From haemadin to haemanorm: Synthesis and characterization of full-length haemadin from the leech Haemadipsa sylvestris and of a novel bivalent, highly potent thrombin inhibitor (haemanorm)

Hirudin from Hirudo medicinalis is a bivalent alpha-Thrombin (alpha T) inhibitor, targeting the enzyme active site and exosite-I, and is currently used in anticoagulant therapy along with its simplified analogue hirulog. Haemadin, a small protein (57 amino acids) isolated from the land-living leech Haemadipsa sylvestris, selectively inhibits alpha T with a potency identical to that of recombinant hirudin (K-I = 0.2 pM), with which it shares a common disulfide topology and overall fold.

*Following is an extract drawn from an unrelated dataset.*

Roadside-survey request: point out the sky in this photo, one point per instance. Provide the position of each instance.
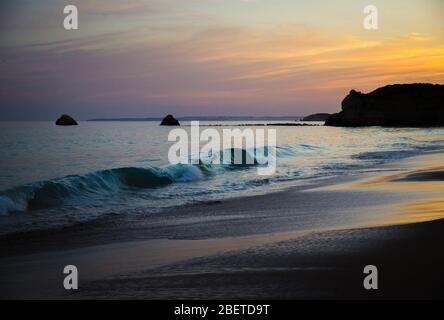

At variance with hirudin, haemadin targets exosite-II and therefore (besides the free protease) it also blocks thrombomodulin-bound alpha T without inhibiting the active intermediate meizothrombin, thus offering potential advantages over hirudin. Here, we produced in reasonably high yields and pharmaceutical purity (>98%) wild-type haemadin and the oxidation resistant Met5 -> nor-Leucine analogue, both inhibiting alpha T with a K-I of 0.2 pM. Thereafter, we used site-directed mutagenesis, spectroscopic, ligand-displacement, and Hydrogen/Deuterium Exchange-Mass Spectrometry techniques to map the alpha T regions relevant for the interaction with full-length haemadin and with the synthetic N- and C-terminal peptides Haem(1-10) and Haem(45-57). Haem(1-10) competitively binds to/inhibits alpha T active site (K-I = 1.9 mu M) and its potency was enhanced by 10-fold after Phe3 -> beta-Naphthylalanine exchange. Conversely to full-length haemadin, haem(45-57) displays intrinsic affinity for exosite-I (K-D = 1.6 mu M). Hence, we synthesized a peptide in which the sequences 1-9 and 45-57 were joined together through a 3-Glycine spacer to yield haemanorm, a highly potent (K-I = 0.8 nM) inhibitor targeting alpha T active site and exosite-I. Haemanorm can be regarded as a novel class of hirulog-like alpha T inhibitors with potential pharmacological applications.